Pocas películas desprenden tanta leyenda dentro y fuera de
las cámaras como La semilla del diablo de Roman
Polanski. Filmada en el famoso edificio
Dakota, el mismo que fue testigo del asesinato de John Lennon, de ritos de magia negra por parte de Aleister Crowley e incluso de sesiones
de espiritismo en las que participaba nada menos que Boris Karloff, el film constituyó el primer trabajo de Polanski en
los EE.UU así como el mayor éxito de su brillante carrera (sin duda alimentado por
la calidad del film en sí como por cuestiones nada agradables de la vida
privada del propio cineasta, como la terrible muerte en 1969 de su esposa Sharon Tate y del hijo que esperaban a
manos de seguidores de Charles Manson).
Polanski opta desde el primer momento por un deslumbrante
realismo alejado de efectismos al uso para narrar la pesadilla sufrida por Rosemary durante su
embarazo (una deslumbrante Mia Farrow),
a medio camino entre la paranoia, la
sospecha y lo onírico.
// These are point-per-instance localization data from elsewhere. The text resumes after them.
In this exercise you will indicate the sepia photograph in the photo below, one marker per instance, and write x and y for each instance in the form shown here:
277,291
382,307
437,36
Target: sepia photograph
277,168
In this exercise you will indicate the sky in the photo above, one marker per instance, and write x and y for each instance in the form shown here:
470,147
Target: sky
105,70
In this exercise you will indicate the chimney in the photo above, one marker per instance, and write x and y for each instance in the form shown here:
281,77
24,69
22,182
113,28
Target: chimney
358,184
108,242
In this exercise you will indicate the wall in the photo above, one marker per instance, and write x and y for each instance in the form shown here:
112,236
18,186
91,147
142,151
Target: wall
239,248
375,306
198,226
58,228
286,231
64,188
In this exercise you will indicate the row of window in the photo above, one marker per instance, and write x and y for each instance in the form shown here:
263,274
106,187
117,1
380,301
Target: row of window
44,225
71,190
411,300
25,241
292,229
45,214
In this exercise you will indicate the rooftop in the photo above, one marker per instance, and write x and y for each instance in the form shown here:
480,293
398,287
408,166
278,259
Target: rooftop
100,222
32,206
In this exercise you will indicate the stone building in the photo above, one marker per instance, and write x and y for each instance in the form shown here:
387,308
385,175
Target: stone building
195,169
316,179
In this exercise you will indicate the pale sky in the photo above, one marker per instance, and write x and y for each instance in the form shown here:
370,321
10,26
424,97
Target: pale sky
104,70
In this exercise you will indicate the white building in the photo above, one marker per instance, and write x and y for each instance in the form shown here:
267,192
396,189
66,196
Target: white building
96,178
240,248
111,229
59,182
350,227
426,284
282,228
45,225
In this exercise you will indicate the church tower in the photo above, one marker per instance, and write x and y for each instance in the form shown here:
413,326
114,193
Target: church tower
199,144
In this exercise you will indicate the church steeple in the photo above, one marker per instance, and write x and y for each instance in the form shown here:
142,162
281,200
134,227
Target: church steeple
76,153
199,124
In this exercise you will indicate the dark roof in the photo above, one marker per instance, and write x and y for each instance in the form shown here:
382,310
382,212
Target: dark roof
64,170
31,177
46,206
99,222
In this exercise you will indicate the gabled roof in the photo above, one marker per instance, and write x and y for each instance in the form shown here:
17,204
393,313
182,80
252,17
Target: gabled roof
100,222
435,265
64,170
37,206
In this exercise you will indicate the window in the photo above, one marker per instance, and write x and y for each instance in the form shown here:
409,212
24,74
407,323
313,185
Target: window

Lo más fácil hubiera sido adaptar la novela de
moda por aquel entonces, Rosemary’s baby de Ira Levin (maldito sea quien eligió el
título en castellano del film), a base de sobresaltos y sustos facilones, esos
que tanto gustan al público adolescente. En vez de eso, el genio de Polanski
elige realizar una fiel adaptación de la obra de Levin creando una atmósfera
pocas veces conseguida únicamente desde elementos que domina a la perfección y que toma de lo cotidiano.
Nadie como Polanski para hacernos temblar de miedo usando un viejo edificio,
sus habitantes, un atento marido y todo lo normal de una vida cotidiana. Un
experimento similar al que realizó años más tarde en la no menos ejemplar El
quimérico inquilino (1976).
La semilla del diablo no pasa de moda y uno de los factores
que ayudan a que sea posible es la cantidad de lecturas que del film pueden hacerse. Todo lo vivido por Rosemary puede
ser fruto de la brujería, pero también de una mala pasada que le esté jugando
su propia mente, derivada del sufrimiento físico causado por su embarazo, consiguiendo
que empiece a sospechar una conspiración de todos, incluido su marido. Aunque
la propia trama de La semilla del diablo puede conseguir que no vayamos más lejos de
la lectura sobrenatural, la ambigüedad conseguida por Polanski al respecto la
convierte en una obra rica, con más de una interpretación, un film imprescindible
dentro del género fantástico pero también del relato psicológico. Sin duda la
obra maestra del cineasta polaco.
El guión de Polanski desde la obra de Ira Levin roza la
maestría. Cada pieza es fundamental dentro del rompecabezas, ni falta ni sobra
nada, cada elemento se va sumando al todo de una forma natural y progresiva,
dotando de un interés in crescendo a
todas y cada una de las situaciones a medida que la cinta avanza. En este
sentido, Polanski resulta ser un maestro en el dominio del ritmo y del
suspense. A difererencia del suspense a la manera de Hitchcock, donde el espectador siempre sabía más que los propios
protagonistas, en La semilla del diablo
todo lo vamos conociendo desde el punto
de vista de Rosemary, al mismo tiempo que ella. Por eso mismo se sugiere más
que se muestra, acertadamente. Otra magistral forma de entender el suspense
desde lo subjetivo, brillante marca de
la casa.
Polanski contó con un magistral reparto, en el que no sólo
destacan unos sublimes protagonistas
(maravillosa Mia Farrow en un complejo rol donde tiene que mostrar un complejo
progresivo deterioro en su personaje, y un ambiguo John Cassavetes, el atractivo marido sin escrúpulos), sino también
unos secundarios de lujo, donde cabe señalar a la ganadora del Oscar a mejor actriz secundaria, Ruth Gordon, quien encarna a la perfección a la vecina cotilla,
entrometida y siniestra al mismo tiempo. Uno de los personajes más geniales y
escalofriantes que nos ha regalado el séptimo arte.